The Pueblo Chieftain reports that about 100 teachers picketed the Tuesday night meeting of the Pueblo City Schools Board of Education. The teachers and paraprofessionals were protesting stalled contract talks with the school district as well as what they say is a lack of respect by the board and school district administrators.
Fanny Starr of Denver, a survivor of the Auschwitz death camps in Nazi Germany, will share her story during Holocaust Awareness Week at Colorado State University in Fort Collins, according to the Fort Collins Coloradoan. Starr, 95, grew up in Lodz, Poland, and along with her family was forced into that city’s ghetto by the Nazis, one of the largest ghettos in German-occupied Europe.
Vail Resorts has purchased the Stowe (VT) Mountain Resort, according to the Vail Daily. The $50 million purchase is Vail Resorts’ first venture into the East Coast skiing market.
Scientists with NASA are nearing the conclusion of a three-week field study of snow conditions in the Silverton and Grand Mesa areas that could help with water management in future years, the Durango Herald reports. This month’s study is part of a five-year effort that will help NASA develop satellites that look at snow conditions.
Boulder Housing Partners will buy a 185-unit apartment complex and use it for low- to middle-income housing, according to the Boulder Daily Camera. The Tantra Lake apartment complex is located at 1000 W. Moorhead Circle in south Boulder.
The city of Broomfield is considering a five-month moratorium on oil drilling that could impact a proposed drilling site near homes in the city. The site, which would house 139 wells on four pads, is owned by Extraction Oil and Gas, which according to The Denver Post promises to minimize truck traffic and use equipment so quiet that oil workers don’t need earplugs. Hundreds of people packed the FirstBank Center in Broomfield Tuesday night, hoping to halt or at least delay the project.
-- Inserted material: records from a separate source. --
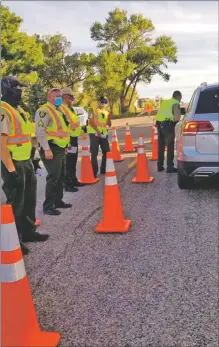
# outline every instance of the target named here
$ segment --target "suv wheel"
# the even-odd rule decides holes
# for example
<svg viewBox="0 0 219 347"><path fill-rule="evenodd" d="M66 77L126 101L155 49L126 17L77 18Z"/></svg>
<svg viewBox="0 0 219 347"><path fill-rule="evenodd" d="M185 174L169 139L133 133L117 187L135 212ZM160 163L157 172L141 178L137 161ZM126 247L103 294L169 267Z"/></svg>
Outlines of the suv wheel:
<svg viewBox="0 0 219 347"><path fill-rule="evenodd" d="M194 178L185 176L180 171L178 171L177 183L180 189L192 189L194 187Z"/></svg>

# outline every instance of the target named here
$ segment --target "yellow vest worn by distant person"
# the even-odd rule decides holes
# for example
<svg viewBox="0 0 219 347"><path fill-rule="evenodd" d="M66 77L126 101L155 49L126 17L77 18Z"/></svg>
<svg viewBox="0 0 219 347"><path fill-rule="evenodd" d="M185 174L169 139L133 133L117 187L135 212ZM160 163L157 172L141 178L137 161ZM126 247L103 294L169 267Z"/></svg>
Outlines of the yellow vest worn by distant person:
<svg viewBox="0 0 219 347"><path fill-rule="evenodd" d="M29 160L32 149L31 122L26 116L26 112L21 107L15 109L5 101L1 102L1 109L5 110L10 117L11 129L7 138L7 146L12 159ZM20 113L25 115L26 121Z"/></svg>
<svg viewBox="0 0 219 347"><path fill-rule="evenodd" d="M173 105L179 104L179 101L171 98L168 100L163 100L160 105L160 109L156 115L156 121L163 122L165 120L175 121L173 115Z"/></svg>
<svg viewBox="0 0 219 347"><path fill-rule="evenodd" d="M97 109L97 112L94 113L94 122L97 126L98 131L103 135L108 135L107 130L107 120L109 117L109 112L101 109ZM96 130L92 128L91 125L88 125L87 127L88 134L96 134Z"/></svg>
<svg viewBox="0 0 219 347"><path fill-rule="evenodd" d="M46 139L47 141L52 140L54 144L61 148L66 148L70 142L69 126L66 125L62 113L59 112L55 106L47 103L41 106L42 111L46 109L52 118L52 125L46 128ZM41 110L39 109L39 112Z"/></svg>
<svg viewBox="0 0 219 347"><path fill-rule="evenodd" d="M78 115L66 105L61 105L59 109L66 115L69 120L70 136L79 137L83 135L84 132L81 129L80 118L78 117Z"/></svg>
The Colorado Springs Police Department is attempting to tamp down concerns that the city will bring back red-light cameras, according to the Colorado Springs Gazette. The police department has seen a 36 percent drop in traffic tickets since the cameras were pulled last year because they didn’t improve traffic safety. Police Chief Pete Carey, who ordered the cameras removed last year, now says the cameras may be needed to help catch traffic violations.